Evarisan menyatakan, sebenarnya proses persidangan uji materi undang-undang tersebut sudah hampir selesai. Saat ini, kata dia, agenda persidangan adalah tinggal menunggu kesimpulan dari para hakim konstitusi. Setelah itu ada tanggapan dari para pemohon dan selanjutnya bisa ada putusan.
Beberapa waktu lalu, kata dia, persidangan di Mahkamah sebenarnya sudah berjalan lancar. Namun, pada saat Mahkamah menangani kasus sengketa Pemilu Legislatif dan Pemilu Presiden maka persidangan uji materi Undang-undang Pornografi di-pending dulu.
Namun, sambung dia, hingga kini belum ada kejelasan kapan uji materi undang-undang tersebut akan dilanjutkan. "Hakim MK harus memberi kejelasan kapan (uji materi) ini akan diputuskan," kata dia.
LRC-KJHAM adalah salah satu LSM yang ikut menjadi pemohon uji materi Undang-undang Pornografi di Mahkamah Konstitusi. Pasal-pasal yang digugat dalam uji materiil ini adalah Pasal 1 Angka 1, Pasal 4 Ayat 1, Pasal 10, Pasal 20, Pasal 21, Pasal 23, dan Pasal 43 UU Pornografi.
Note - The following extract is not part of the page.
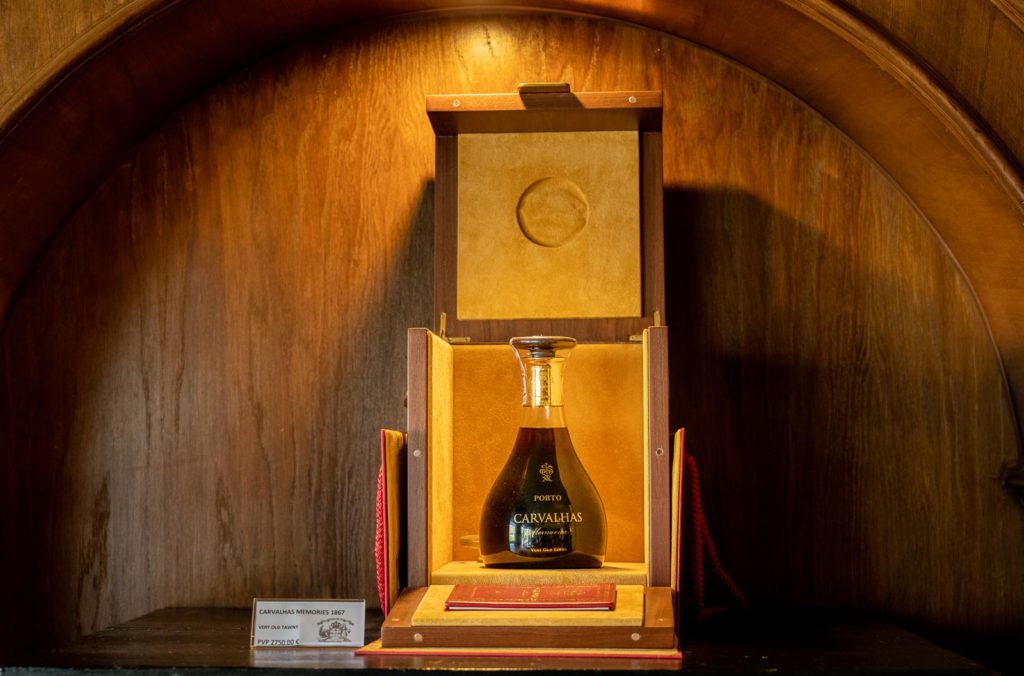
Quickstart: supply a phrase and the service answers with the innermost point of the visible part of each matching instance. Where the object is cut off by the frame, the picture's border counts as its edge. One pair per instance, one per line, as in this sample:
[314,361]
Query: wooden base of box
[656,631]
Para pemohon mendalilkan pasal-pasal dalam UU Pornografi ini telah mengabaikan prinsip demokrasi, kebhinekaan, dan diskriminatif. Sehingga UU Pornografi dianggap bertentangan dengan UUD 1945.
Menurut Evarisan, jika tidak segera ada putusan dari Mahkamah maka pelaksanaan Undang-undang Pornografi tidak ada kepastian hukum. Akibatnya, rasa keadilan masyarakat yang dirugikan adanya undang-undang tersebut akan terus dirasakan. "Kami minta MK segera memutuskan," kata Evarisan.